Transnet CEO Brian Molefe said on Wednesday he expected the mining sector to object to plans to hike cargo tariffs on dry bulk by more than two-thirds and reduce those on manufactured goods by almost half.
Molefe said the proposed tariff restructuring was imperative to encourage beneficiation and bring Transnet's pricing strategy in line with the government's economic policy and the National Development Plan.
Under the plan, tariffs on manufactured goods will go down by 47 percent and those on dry bulk will go up by 68 percent.
"We expect them to complain. They will make those comments to the regulator," Molefe said on the sidelines of a meeting of Parliament's portfolio committee on trade and industry.
He said the mining sector had been "hugely subsidised" by a tariff structure weighted in favour of raw exports, at the expense of the manufacturing and agricultural sectors.
Transnet's tariff application for 2013/14 also proposes imposing a minimum export cargo tariff of R6 a ton on all dry bulk and break bulk shipments.
Tau Morwe, the chief executive of Transnet National Ports Authority (TNPA), said this would double the price of sending iron ore from Sishen to Saldanha.
Molefe said: "We send away our own God-given iron ore and then we have unemployment, but we can't process anything with our own hands.
"We have seven trains that are each four kilometres long running between Sishen and Saldanha carrying iron ore, and then we import steel."
Riad Khan, the CEO of the Ports Regulator of SA, said the deadline for comments on the application was 31 May, and a decision could be expected "a month or two" later.
Khan said whatever tariff reductions the regulator approved for the manufacturing sector, care would be taken to ensure they ultimately prove "revenue neutral" for the TNPA.
"There is no way the regulator will... allow the TNPA to get into trouble. You will never need to subsidise the TNPA."
Trade and Industry director general Lionel October welcomed the planned tariff restructuring as "real progress", and said it was the result of years of talks between the department and Transnet.
"Restructuring is necessary because our economy has been subsidising the mining sector regarding below-cost transport."
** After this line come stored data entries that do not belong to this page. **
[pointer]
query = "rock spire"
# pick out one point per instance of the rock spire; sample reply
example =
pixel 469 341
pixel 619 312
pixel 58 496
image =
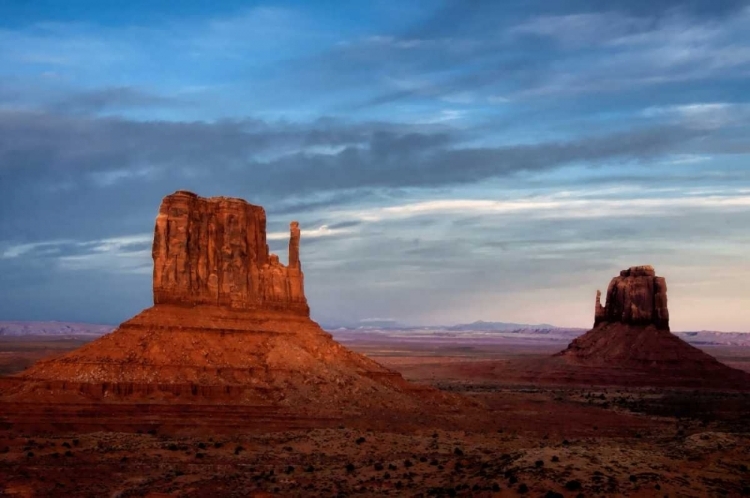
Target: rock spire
pixel 214 251
pixel 636 297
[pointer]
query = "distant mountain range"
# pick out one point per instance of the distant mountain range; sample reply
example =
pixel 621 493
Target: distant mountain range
pixel 390 330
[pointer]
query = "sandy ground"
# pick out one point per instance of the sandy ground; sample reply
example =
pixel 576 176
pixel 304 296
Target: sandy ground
pixel 542 441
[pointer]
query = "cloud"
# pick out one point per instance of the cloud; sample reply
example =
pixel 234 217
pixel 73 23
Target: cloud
pixel 114 98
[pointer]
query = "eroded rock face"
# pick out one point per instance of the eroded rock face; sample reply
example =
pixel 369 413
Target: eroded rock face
pixel 636 297
pixel 214 251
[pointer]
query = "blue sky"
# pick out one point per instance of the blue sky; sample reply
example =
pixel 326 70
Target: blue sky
pixel 448 161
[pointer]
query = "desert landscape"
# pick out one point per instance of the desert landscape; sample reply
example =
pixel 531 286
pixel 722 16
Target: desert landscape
pixel 226 387
pixel 425 248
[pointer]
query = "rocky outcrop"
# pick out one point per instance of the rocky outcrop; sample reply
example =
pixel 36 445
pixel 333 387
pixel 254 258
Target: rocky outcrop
pixel 631 344
pixel 214 251
pixel 636 297
pixel 230 323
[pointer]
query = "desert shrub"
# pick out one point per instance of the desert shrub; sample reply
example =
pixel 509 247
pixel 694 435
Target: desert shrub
pixel 573 485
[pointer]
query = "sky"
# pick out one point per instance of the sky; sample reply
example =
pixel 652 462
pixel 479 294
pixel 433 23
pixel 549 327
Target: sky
pixel 448 161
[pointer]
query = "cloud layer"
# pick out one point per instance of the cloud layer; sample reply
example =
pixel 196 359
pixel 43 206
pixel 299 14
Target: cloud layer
pixel 447 163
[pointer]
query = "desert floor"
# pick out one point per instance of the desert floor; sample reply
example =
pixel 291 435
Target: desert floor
pixel 543 441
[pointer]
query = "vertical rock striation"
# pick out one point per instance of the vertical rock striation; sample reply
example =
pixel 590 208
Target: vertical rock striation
pixel 636 297
pixel 213 251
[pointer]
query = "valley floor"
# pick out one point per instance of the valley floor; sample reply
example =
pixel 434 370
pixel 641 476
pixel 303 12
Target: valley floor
pixel 541 441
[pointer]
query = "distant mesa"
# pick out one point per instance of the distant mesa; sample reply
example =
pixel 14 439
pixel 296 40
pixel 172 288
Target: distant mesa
pixel 631 341
pixel 230 323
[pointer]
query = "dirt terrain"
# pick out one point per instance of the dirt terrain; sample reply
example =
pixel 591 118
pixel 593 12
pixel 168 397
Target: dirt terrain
pixel 537 441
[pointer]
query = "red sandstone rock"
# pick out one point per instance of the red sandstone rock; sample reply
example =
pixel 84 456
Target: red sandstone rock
pixel 229 323
pixel 214 251
pixel 631 341
pixel 636 297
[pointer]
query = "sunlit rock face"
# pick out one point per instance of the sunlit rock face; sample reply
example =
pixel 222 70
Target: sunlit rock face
pixel 214 251
pixel 636 297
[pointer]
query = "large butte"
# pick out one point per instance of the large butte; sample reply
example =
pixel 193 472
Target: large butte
pixel 631 343
pixel 230 323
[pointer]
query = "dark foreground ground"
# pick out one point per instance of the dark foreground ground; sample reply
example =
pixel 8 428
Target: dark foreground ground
pixel 542 441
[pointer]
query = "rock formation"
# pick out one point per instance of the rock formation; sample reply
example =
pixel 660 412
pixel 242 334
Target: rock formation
pixel 636 297
pixel 231 323
pixel 631 342
pixel 214 251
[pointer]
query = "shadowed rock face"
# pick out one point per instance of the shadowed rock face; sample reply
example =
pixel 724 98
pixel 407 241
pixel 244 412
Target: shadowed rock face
pixel 636 297
pixel 214 251
pixel 631 344
pixel 230 324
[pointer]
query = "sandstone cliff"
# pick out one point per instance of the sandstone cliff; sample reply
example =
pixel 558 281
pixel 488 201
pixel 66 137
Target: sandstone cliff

He said the planned reductions for agricultural goods would prove a relief to food-growers, who had told the department it was not worth their while to export goods to Europe.
"This will cut their costs by practically half. It is a huge incentive."
DA energy spokesman Lance Greyling questioned the wisdom of escalating costs for an embattled mining sector.
"The question is whether the mineral sector can absorb these costs on dry bulk? I don't know whether anybody has really asked that question. It has shrunk and now we're putting more pressure on."
Greyling said he believed the question was whether Transnet needed a profit margin as big as it currently enjoyed.
He said the freight group was using the same argument as Eskom for tariff hikes, namely the need to strengthen the balance sheet to keep down the cost of borrowing to fund expansion projects. This however had damning consequences for the wider economy.
In September, the freight group posted a mid-year profit of R1.76 billion, a decrease of some 24.5 percent.
Molefe told Sapa he was pleased that Transnet's R300bn, seven-year expansion programme would be funded from its own balance sheet and some R86bn in borrowings.
He said R47bn would go to TNPA and "not a cent comes from the fiscus".